Love is, as best I can tell (and many great mystics disagree with me), not the highest form of consciousness. But it is an easy path towards the highest, as it allows easy concentration and complete relaxation, with all the attendant benefits.

There are other ways to do this, but oddly, if you relax enough, love tends to arise. It is a strange sort of dispassionate love; felt for everyone and often everything, with little compulsion to action.

And it is an unconditional love. When mystics look at what secular people call love, they find it a sickness. We love people because they make us feel good, and when they stop making us feel good we usually stop loving them. This isn’t love, to a mystic, it is a transaction.

The practice of loving kindness is simple enough. Find someone or something you can love unreservedly (the Christian God is usually bad for this, since most people are terrified of him and hate him, though they will not admit it. After all, if you displease him, he will have you tortured for eternity.)

Feel love to that person (a puppy or a young child, or a God who isn’t a torturer are good candidates). Imagining open you arms wide for a big hug (or even starting by actually opening them) can be a good start.

Then once you can feel this love on demand, move it to people you love, but about whom you have mixed feelings, and slowly work your way to loving people you hate or fear or despise.

The trap to be careful of here is not falling into misery. If you spend too much time on how these people are suffering, instead of feeling love, you can wind up sad, and that’s not the point.

Deep lovingness allows the body and mind to rest and relax. It allows muscles held in contraction, often for decades, to let go. It allows concentration, because fear and worry and other compulsive thoughts are reduced.
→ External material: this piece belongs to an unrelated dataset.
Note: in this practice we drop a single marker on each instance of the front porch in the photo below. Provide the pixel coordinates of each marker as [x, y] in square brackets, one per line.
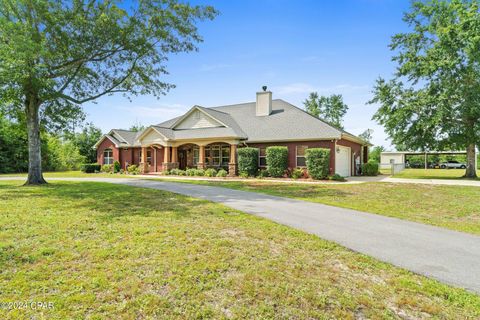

It is NOT the entire path (though there are many who think it is), because it can get you very very far, to the point where you’re both genuinely a sage and a really wonderful person (and other people can feel it when they’re around someone who has developed like this).

But it feels really great and gets you a long way, and of the techniques with which the Buddha is associated, it ranks next to concentration on the breath as one of the two main spears of practice. (There are other pieces to the practice, like insight meditation; more on that in a later piece.)

And remember, the most important person to love, and often the hardest, is yourself. Don’t start there, as a rule (few people have uncomplicated feelings towards themselves), but somewhere along the path, spend a lot of time loving yourself.

There’s a ton of cultural baggage and conditioning in the West that says one shouldn’t do that–that it’s selfish, that we’re bad people who don’t deserve love, and so on.

Forget it. Even if you’re a terrible person who has done terrible things, to walk this path and reduce suffering, you’ve got to love yourself. It’s not about “deserving”; full loving kindness includes loving terrible people, it’s a technique to accomplish something.

Nor need you fear that you’ll be unable to take care of yourself if you’re loving. You don’t have to become a pushover just because you love people. Kill them with love if necessary. You’ll just be far less likely to hurt others as a default action.

When loving kindness becomes crippling is when it is taken as a moral prescription, rather than as a skillful means. You aren’t loving because others deserve it (they neither do nor don’t), you are loving because it is a far better way to live than being angry, hateful, and scared.

More on anger and hate later.

And, uh, before you love your neighbour as yourself, learn to love yourself. The way some people treat themselves, I’d rather they hated me.